Parents, who maintain a compassionate heart, lead their children to do the same. And it is compassionate people—indeed a compassionate generation—who will make this world a better place. – Kelly Matzen
My daughter will turn four years old in April. Her language and ability for self-expression are exploding: shifting and changing on an almost daily basis. With this step in her development begins new chapter in our relationship. She is better able to communicate; and we have moved away from the one-way dialogue that I had grown accustomed to when she was younger.
Communicating with a preschooler is essentially a raw version of an adult interaction, pared down to its basic components. When we hit a wall in our interaction, it is for similar reasons to when it occurs in my marriage, my personal relationships, or with my work colleagues. We both want our own way; and, we end up frustrated or angry at one another for not complying with our wishes.

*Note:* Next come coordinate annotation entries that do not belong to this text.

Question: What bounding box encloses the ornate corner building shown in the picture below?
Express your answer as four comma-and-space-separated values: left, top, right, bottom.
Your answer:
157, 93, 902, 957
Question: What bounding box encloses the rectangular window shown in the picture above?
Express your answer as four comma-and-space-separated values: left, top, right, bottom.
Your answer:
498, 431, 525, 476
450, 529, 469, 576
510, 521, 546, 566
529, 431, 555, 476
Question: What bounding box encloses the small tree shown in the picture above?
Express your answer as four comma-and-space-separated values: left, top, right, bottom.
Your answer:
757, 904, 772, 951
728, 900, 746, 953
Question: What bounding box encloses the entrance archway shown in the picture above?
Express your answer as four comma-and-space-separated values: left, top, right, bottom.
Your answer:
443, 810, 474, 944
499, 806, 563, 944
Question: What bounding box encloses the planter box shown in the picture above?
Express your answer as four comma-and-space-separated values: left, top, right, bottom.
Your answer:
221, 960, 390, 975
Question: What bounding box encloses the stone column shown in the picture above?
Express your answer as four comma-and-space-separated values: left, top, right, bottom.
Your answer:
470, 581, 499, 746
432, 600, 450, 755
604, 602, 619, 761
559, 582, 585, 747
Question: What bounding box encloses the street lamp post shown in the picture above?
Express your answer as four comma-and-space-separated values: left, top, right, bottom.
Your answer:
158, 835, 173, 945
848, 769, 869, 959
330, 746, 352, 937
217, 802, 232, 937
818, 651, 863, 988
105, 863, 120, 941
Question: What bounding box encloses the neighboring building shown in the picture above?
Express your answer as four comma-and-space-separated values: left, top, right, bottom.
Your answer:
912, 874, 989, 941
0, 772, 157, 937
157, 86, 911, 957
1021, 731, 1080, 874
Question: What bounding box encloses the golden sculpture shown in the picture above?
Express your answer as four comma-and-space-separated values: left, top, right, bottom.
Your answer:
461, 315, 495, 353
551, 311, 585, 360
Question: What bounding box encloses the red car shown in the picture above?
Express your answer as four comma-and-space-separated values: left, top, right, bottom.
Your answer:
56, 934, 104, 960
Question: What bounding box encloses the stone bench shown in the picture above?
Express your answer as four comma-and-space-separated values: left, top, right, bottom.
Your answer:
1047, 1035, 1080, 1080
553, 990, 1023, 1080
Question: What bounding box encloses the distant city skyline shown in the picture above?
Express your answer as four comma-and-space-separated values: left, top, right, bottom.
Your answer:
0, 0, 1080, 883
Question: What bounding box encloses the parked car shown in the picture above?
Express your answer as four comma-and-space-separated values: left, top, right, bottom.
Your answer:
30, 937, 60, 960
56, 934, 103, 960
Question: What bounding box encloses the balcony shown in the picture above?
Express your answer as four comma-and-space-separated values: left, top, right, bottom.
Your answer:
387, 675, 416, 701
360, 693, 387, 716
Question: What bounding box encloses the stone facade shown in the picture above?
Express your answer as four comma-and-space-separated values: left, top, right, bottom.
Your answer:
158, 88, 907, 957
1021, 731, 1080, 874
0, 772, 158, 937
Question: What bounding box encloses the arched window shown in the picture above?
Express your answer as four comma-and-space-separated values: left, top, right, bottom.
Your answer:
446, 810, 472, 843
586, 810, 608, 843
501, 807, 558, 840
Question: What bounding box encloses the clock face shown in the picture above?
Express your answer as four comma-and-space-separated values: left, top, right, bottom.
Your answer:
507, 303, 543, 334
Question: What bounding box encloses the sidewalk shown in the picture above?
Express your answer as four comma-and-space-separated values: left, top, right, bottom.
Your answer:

As with many other times along this parenting journey, my current experience with my daughter has led me to take a closer look at the bigger picture, ask myself some hard questions and reevaluate some deeply ingrained patterns. What is the root of conflict? Can I learn a better way to navigate my way through and past it?

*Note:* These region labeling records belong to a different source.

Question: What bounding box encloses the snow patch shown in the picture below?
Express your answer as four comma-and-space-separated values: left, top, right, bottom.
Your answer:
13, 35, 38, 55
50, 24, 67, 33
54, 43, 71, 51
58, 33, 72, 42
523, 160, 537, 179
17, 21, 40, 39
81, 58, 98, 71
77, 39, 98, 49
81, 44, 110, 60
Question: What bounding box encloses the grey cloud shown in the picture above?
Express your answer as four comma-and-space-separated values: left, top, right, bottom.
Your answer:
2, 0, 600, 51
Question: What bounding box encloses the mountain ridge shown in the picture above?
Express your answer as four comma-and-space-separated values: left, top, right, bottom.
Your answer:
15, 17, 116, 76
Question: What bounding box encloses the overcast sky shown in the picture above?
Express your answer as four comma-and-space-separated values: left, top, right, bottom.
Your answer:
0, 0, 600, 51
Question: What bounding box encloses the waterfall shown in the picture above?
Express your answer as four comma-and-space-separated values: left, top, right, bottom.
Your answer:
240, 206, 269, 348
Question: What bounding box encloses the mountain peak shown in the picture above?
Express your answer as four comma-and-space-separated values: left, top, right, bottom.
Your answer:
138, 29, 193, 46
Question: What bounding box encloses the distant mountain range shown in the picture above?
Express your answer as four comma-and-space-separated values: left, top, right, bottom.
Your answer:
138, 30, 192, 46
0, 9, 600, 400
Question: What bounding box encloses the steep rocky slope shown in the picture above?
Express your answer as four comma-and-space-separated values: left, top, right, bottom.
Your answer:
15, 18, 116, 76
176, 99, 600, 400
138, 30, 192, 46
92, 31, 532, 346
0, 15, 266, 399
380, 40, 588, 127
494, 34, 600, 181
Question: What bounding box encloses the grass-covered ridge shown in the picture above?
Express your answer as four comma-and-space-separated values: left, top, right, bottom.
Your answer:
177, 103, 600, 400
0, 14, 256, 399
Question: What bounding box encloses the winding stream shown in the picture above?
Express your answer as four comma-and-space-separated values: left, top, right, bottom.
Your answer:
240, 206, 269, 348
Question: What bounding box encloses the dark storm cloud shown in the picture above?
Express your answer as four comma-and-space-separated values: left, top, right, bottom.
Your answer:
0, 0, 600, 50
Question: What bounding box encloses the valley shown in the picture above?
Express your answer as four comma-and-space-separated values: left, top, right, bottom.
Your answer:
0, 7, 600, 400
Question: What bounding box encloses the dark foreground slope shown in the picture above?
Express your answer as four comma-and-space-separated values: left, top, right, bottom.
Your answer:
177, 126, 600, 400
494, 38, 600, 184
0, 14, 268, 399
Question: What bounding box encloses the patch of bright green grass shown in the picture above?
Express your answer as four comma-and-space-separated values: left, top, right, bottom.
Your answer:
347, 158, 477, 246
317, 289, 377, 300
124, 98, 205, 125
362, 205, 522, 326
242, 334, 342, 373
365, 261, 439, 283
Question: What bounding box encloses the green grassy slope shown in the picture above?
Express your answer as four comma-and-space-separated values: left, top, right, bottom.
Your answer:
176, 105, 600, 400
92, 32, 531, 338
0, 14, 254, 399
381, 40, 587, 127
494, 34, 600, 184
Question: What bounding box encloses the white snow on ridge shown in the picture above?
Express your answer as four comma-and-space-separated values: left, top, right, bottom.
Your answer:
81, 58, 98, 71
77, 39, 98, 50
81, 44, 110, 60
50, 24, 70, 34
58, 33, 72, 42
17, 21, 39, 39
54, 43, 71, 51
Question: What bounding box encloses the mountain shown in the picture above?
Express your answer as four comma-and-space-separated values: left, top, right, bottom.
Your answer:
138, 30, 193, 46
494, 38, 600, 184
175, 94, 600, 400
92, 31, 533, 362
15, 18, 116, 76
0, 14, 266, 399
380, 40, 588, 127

Over the years, a number of people that I deeply respect have mentioned a resource that they find useful: Non-Violent Communication by Marshall B. Rosenberg, PhD. I bought a copy of this book over five years ago, with the good intention to read it, and it has sat on my shelf collecting dust ever since. I recently cracked it open and dove in.
Rosenberg is a psychologist, who specializes in conflict resolution. His fundamental belief is that all conflict – big or small – stems from the same place. First, many of us lack the ability to communicate or identify how we feel about a situation; we cannot articulate the underlying need that is not being met. Second, we do not listen or receive the message being given to us by the other person with openness and empathy, as we are too busy trying to get them to listen to us.

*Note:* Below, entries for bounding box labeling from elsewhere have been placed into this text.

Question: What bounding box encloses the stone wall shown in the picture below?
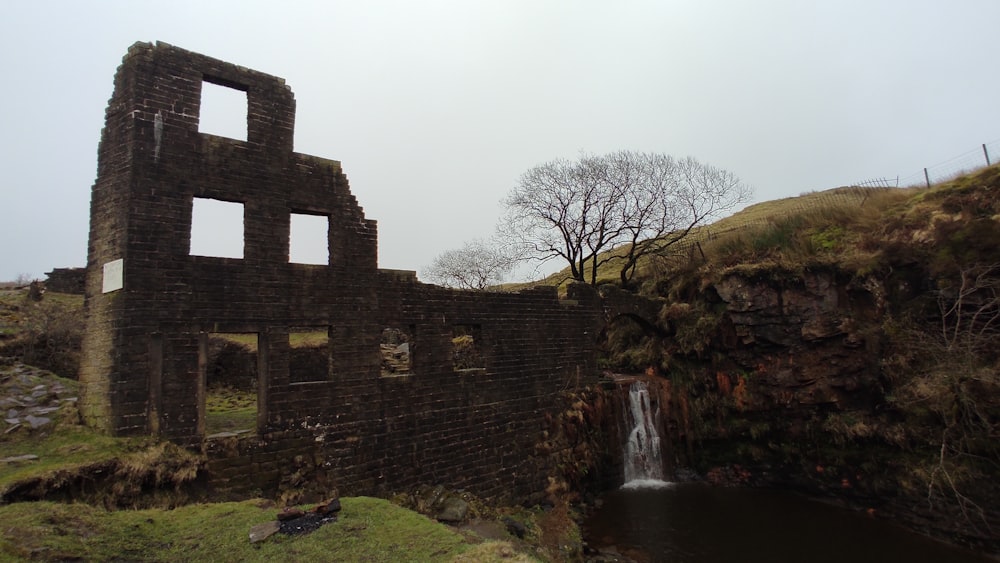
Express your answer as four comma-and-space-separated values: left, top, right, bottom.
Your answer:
80, 43, 601, 504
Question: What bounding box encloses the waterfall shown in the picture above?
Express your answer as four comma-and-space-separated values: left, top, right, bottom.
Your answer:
624, 381, 665, 488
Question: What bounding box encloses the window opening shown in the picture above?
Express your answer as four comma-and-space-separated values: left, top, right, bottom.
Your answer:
190, 197, 243, 258
288, 326, 332, 383
379, 326, 413, 377
205, 332, 260, 436
288, 213, 330, 264
451, 325, 486, 371
198, 80, 248, 141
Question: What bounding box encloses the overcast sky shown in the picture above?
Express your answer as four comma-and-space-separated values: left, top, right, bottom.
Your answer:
0, 0, 1000, 280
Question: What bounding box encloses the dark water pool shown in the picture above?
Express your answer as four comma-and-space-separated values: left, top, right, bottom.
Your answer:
584, 483, 996, 563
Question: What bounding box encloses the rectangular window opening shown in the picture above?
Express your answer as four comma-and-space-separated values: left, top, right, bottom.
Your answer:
190, 197, 243, 258
198, 77, 248, 141
379, 326, 414, 377
288, 326, 333, 383
288, 213, 330, 265
451, 325, 486, 371
205, 332, 260, 437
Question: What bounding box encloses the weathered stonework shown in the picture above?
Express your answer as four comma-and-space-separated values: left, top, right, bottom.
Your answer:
80, 43, 602, 504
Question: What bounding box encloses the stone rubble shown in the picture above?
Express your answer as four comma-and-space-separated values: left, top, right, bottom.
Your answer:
0, 360, 77, 434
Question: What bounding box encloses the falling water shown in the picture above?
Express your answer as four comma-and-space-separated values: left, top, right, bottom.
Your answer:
624, 381, 665, 488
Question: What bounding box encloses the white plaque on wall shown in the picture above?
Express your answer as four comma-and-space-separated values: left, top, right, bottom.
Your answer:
101, 258, 125, 293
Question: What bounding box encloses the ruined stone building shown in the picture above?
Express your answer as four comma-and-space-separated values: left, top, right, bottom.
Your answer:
80, 43, 601, 497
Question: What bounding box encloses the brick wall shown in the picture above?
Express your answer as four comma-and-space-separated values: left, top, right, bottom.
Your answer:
80, 43, 602, 504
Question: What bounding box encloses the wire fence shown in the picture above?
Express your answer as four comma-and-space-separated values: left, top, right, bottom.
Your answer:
851, 139, 1000, 188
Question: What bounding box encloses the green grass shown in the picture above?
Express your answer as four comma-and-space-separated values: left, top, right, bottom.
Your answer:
0, 426, 136, 491
205, 387, 257, 434
0, 497, 486, 562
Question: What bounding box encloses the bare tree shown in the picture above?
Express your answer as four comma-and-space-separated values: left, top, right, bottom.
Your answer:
500, 151, 752, 286
424, 239, 517, 290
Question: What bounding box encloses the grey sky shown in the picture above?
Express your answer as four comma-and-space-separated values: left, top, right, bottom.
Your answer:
0, 0, 1000, 280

I have really enjoyed this book and Rosenberg’s perspective. It has given me a lot of food for thought. The challenge is now to use this technique in my daily life. I have been actively working on it for a few weeks now. The experience reminds me a lot of learning a foreign language: awkward and frustrating at times, but with many rich rewards. My deepest hope is that it leads to compassionate and open relationships with not only my daughter, as she develops and grows, but my friends, family and wider community.